Choose a tag to compare

Features

  • Implement support for NVIDIA Reflex through VK_NV_low_latency2. Thanks to NVIDIA for contributing implementation
  • Implement D3D12 render pass API (tier 0)
  • Implement ID3D12DeviceRemovedExtendedDataSettings stubs. Fixes some games that rely on this existing
  • Implement VK_EXT_device_fault. Makes it possible to grab fault information and vendor binary if supported
  • Implement VK_EXT_swapchain_maintenance1
    • Allows seamless transition between V-Sync and tearing present modes without stutter
    • Implemented on both Mesa and NV drivers
  • Expose Shader Model 6.7 by default if
    VK_KHR_shader_maximal_reconvergence and VK_KHR_shader_quad_control are supported
  • Add optimized descriptor copy path on Intel Arc GPUs that support VK_EXT_descriptor_buffer
  • Implement fallback for compute shader derivatives on NVIDIA Pascal and older GPUs.
    Allows exposing Shader Model 6.7 by default on Pascal as well (albeit with some known cases where it does not work).
    The workaround is expected to work with any known use of SM 6.6 compute derivatives in the wild

Fixes

  • Fix Atlas Fallen black screen due to edge case with MinLODClamp
  • Correctly disable alpha-to-coverage if sampler mask is exported
  • Fix format feature reports for DXGI_FORMAT_UNKNOWN
  • Relax root signature compatibility rules when compiling Ray Tracing pipelines.
    Fixes GPU hang on NV in Warhammer: Darktide
  • Fix GPU hang on NV in UE5 Lyra demo
  • Explicitly validate stage IO signatures in PSO creation similar to native D3D12 runtime.
    Fixes some scenarios where a game attempts to create an invalid pipeline that should have failed creation
    on native D3D12

Workarounds

  • Workaround crash in Resident Evil 4 RT mode when tessellation is enabled
  • Workaround mesh shader glitches on NVIDIA in several UE5 titles
  • Workaround GPU hang on NVIDIA in World of Warcraft when MSAA is enabled
  • Disable RT by default in Persona 3 Reload on Deck

Performance

  • Implement VK_NV_raw_access_chains.

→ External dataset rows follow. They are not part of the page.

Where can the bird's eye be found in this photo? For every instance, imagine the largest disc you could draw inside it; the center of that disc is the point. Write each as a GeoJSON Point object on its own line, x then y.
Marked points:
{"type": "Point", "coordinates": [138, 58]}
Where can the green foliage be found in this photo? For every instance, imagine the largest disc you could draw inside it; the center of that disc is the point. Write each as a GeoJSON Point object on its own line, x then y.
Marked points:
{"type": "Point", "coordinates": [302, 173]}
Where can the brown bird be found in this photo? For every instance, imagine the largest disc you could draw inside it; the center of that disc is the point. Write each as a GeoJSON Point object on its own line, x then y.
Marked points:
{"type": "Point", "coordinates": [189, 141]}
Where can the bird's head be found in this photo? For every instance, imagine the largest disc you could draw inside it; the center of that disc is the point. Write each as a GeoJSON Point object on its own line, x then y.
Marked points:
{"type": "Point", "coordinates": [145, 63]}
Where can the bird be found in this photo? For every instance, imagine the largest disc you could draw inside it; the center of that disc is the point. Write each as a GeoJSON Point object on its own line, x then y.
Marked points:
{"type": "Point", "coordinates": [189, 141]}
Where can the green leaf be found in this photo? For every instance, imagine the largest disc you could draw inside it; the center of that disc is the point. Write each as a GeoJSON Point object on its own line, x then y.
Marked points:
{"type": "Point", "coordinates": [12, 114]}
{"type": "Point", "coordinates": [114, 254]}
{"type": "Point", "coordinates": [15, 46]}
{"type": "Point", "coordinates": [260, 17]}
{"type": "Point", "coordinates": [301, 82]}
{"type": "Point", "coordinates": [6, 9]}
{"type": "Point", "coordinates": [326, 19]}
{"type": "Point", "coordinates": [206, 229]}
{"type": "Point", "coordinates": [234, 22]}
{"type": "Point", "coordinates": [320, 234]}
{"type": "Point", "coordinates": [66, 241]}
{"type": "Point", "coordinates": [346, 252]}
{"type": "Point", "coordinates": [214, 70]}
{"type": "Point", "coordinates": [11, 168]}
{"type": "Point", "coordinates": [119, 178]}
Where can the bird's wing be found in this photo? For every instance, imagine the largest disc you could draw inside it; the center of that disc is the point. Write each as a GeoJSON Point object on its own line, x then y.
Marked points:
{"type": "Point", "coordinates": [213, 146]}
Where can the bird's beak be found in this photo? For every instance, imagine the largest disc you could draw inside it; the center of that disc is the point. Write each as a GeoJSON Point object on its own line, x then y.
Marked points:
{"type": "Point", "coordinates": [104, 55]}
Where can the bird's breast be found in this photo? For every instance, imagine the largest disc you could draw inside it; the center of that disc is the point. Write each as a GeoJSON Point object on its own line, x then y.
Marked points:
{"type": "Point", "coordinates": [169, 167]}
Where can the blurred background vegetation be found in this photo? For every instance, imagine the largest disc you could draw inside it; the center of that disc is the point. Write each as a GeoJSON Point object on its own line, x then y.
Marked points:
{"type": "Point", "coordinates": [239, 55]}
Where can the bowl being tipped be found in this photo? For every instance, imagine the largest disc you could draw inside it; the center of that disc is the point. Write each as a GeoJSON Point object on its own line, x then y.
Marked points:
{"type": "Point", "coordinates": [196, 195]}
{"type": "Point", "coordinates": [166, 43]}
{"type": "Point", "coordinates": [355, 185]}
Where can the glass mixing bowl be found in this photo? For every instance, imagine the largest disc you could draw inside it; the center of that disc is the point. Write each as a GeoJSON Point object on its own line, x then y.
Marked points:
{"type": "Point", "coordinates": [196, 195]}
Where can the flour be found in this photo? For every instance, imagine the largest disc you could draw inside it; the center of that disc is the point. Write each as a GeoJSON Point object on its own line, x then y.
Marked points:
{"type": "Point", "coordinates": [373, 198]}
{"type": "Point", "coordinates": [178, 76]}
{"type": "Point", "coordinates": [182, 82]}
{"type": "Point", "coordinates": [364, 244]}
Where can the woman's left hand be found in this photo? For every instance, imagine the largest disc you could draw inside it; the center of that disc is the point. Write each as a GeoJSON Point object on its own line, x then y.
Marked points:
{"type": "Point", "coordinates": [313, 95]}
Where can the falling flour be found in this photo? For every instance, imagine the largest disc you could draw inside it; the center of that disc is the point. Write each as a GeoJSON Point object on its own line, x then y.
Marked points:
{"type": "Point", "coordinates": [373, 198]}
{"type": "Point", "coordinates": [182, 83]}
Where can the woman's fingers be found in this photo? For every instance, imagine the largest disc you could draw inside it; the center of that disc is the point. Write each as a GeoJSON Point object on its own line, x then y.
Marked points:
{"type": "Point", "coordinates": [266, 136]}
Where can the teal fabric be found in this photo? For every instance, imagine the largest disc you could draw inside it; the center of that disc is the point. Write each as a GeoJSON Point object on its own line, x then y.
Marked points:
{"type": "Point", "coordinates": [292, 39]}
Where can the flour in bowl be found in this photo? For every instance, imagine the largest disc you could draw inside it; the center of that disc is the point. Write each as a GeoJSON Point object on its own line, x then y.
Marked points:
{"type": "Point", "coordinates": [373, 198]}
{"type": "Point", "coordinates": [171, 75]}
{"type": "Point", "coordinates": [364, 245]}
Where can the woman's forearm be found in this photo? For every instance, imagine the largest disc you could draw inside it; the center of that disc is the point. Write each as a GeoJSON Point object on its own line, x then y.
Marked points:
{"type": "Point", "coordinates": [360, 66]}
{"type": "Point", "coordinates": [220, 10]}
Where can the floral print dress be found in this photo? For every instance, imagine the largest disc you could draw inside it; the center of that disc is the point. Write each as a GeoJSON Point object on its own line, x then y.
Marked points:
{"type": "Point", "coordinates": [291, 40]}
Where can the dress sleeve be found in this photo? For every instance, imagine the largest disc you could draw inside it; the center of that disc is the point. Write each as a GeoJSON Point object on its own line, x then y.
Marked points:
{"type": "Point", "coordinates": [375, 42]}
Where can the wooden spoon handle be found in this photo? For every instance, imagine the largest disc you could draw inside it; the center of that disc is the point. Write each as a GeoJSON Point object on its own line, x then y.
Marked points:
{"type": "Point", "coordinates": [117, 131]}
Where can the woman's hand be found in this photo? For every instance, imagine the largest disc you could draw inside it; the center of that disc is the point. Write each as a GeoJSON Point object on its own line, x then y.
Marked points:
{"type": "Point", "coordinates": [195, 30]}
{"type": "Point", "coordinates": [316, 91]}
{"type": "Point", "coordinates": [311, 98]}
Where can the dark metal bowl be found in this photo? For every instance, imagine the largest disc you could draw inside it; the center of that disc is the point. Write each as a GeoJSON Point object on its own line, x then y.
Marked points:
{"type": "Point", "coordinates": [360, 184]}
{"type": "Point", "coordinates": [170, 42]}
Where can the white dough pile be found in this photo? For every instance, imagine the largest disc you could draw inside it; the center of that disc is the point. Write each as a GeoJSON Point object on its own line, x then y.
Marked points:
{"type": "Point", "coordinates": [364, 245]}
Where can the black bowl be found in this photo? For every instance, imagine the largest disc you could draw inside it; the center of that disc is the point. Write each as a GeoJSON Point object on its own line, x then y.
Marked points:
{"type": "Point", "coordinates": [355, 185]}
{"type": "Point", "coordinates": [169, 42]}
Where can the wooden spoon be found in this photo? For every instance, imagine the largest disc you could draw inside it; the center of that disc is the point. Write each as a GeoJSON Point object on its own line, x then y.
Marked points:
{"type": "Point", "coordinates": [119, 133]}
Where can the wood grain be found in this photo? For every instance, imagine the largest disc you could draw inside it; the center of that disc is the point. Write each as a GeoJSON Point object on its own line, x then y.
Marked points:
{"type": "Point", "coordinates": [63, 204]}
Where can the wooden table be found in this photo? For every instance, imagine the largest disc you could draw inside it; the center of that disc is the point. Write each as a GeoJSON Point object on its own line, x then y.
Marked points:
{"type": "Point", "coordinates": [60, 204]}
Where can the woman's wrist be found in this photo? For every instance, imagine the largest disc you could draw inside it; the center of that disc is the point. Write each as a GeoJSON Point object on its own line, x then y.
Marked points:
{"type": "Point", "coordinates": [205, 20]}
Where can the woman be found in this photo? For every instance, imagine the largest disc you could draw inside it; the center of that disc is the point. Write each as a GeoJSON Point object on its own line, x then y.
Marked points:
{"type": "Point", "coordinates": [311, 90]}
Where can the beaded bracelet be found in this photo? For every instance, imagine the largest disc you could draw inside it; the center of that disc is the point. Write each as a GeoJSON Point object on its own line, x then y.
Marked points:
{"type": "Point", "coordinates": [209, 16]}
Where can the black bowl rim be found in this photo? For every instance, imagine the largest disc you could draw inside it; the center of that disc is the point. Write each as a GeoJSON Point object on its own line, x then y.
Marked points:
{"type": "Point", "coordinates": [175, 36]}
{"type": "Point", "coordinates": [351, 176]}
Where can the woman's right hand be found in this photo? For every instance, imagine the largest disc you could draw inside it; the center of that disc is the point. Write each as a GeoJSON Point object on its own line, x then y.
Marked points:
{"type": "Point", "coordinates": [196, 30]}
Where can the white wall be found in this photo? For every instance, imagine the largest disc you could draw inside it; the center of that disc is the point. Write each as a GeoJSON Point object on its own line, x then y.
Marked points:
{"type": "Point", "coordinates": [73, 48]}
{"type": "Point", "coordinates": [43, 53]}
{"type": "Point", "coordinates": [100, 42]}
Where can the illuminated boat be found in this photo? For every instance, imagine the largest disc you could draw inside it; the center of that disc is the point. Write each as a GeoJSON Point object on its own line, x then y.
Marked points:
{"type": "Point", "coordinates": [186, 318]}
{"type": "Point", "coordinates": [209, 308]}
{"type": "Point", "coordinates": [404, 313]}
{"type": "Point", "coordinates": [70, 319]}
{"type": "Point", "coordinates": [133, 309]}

Significantly improves GPU performance on NV GPUs in some games.
    Games using DXBC instead of DXIL are expected to see more improvements.
    Not all games are expected to see an uplift
  • Fix extremely poor GPU performance in some locations in Persona 3 Reload

Debug

  • Add support for VKD3D_QUEUE_PROFILE, a simple system profiling method
    • Includes VK_NV_low_latency2 support to debug NVIDIA Reflex sleeps
  • Root signature blobs are also dumped when dumping shaders
    • A simple CLI tool to inspect the root-sig blobs is included in programs/
  • Misc improvements to breadcrumbs, debug ring, etc
  • Pipeline creation failure now dumps PSO creation commands in log

Version 2.11.1

15 Dec 15:51

Choose a tag to compare

This release is a minor bug-fix release before the holidays.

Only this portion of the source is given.